CMStatistics 2016: Start Registration
View Submission - CMStatistics
B1273
Title: Sparse modeling of risk factors for insurance analytics Authors:  Sander Devriendt - KU Leuven (Belgium) [presenting]
Katrien Antonio - University of Amsterdam and KU Leuven (Belgium)
Edward Frees - University of Wisconsin-Madison (United States)
Roel Verbelen - KU Leuven (Belgium)
Abstract: Insurance companies use predictive models for a variety of analytic tasks, including pricing, marketing campaigns, claims handling, fraud detection and reserving. Typically, these predictive models use a selection of categorical, continuous, spatial and multi-level (e.g. car brand and model) covariates to differentiate risks. Insurance companies compete by setting their prices through risk classification or segmentation. The pricing model should not only be competitive, but also interpretable by stakeholders (including the policyholder and the regulator) and easy to implement and maintain in a production environment.
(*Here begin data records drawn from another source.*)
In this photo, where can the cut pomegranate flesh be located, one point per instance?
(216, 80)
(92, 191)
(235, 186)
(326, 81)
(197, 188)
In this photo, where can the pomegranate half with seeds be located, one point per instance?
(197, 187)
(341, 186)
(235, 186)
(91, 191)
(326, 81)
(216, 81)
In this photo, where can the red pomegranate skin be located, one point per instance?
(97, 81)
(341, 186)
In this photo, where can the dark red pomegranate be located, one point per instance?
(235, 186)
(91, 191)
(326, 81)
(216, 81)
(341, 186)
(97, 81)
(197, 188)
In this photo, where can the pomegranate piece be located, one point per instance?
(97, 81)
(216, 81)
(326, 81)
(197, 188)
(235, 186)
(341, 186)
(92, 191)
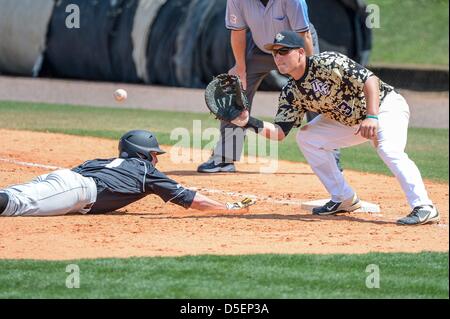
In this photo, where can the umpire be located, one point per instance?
(265, 19)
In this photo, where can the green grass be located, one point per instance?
(427, 147)
(412, 31)
(423, 275)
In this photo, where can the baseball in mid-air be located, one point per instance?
(120, 95)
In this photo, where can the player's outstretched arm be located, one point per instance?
(203, 203)
(266, 129)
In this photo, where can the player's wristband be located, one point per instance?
(254, 123)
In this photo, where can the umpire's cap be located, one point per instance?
(289, 39)
(138, 144)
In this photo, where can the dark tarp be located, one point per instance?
(101, 49)
(23, 31)
(162, 44)
(189, 43)
(341, 27)
(143, 20)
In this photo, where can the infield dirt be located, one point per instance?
(152, 228)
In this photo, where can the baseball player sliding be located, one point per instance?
(105, 185)
(354, 106)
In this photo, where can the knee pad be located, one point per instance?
(4, 199)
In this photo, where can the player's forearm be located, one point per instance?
(238, 44)
(372, 95)
(266, 129)
(309, 48)
(272, 131)
(201, 202)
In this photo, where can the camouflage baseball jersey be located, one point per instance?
(333, 85)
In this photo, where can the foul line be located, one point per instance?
(206, 190)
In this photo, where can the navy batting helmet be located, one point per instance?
(138, 144)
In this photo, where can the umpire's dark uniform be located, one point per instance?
(264, 19)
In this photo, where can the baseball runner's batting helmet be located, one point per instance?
(138, 144)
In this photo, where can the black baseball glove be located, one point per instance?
(225, 97)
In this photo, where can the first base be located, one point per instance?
(366, 207)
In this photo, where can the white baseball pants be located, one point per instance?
(58, 193)
(321, 136)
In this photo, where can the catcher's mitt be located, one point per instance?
(225, 97)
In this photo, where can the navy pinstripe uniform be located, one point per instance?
(123, 181)
(96, 186)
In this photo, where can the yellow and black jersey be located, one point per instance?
(333, 85)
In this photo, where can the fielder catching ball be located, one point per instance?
(105, 185)
(354, 106)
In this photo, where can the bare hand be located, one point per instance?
(245, 203)
(368, 128)
(241, 73)
(242, 119)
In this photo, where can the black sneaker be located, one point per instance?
(421, 215)
(332, 208)
(211, 167)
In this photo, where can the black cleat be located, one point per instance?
(421, 215)
(211, 167)
(331, 208)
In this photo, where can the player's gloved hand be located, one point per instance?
(246, 202)
(242, 119)
(368, 128)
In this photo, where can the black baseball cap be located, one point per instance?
(289, 39)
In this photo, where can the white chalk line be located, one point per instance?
(206, 190)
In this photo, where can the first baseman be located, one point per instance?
(105, 185)
(354, 106)
(264, 18)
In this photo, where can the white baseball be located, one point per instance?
(120, 95)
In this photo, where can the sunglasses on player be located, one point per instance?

That is why current literature on actuarial pricing puts focus on generalized linear models where risk factors are binned (or: categorized) up front, using ad hoc techniques or professional expertise. Relying on the statistical literature on sparse modeling with penalization techniques, we present a strategy which includes variable selection and the binning or grouping of risk factors within the model estimation process. As such, we are able to simultaneously select, estimate and group, in a statistically sound way, any combination of categorical, continuous, spatial and multi-level risk factors. We explain the general framework and show how this method incorporates different adjustable penalties to handle categorical, ordinal, nominal and spatial information. We illustrate the approach with a case-study on a motor third party liability dataset.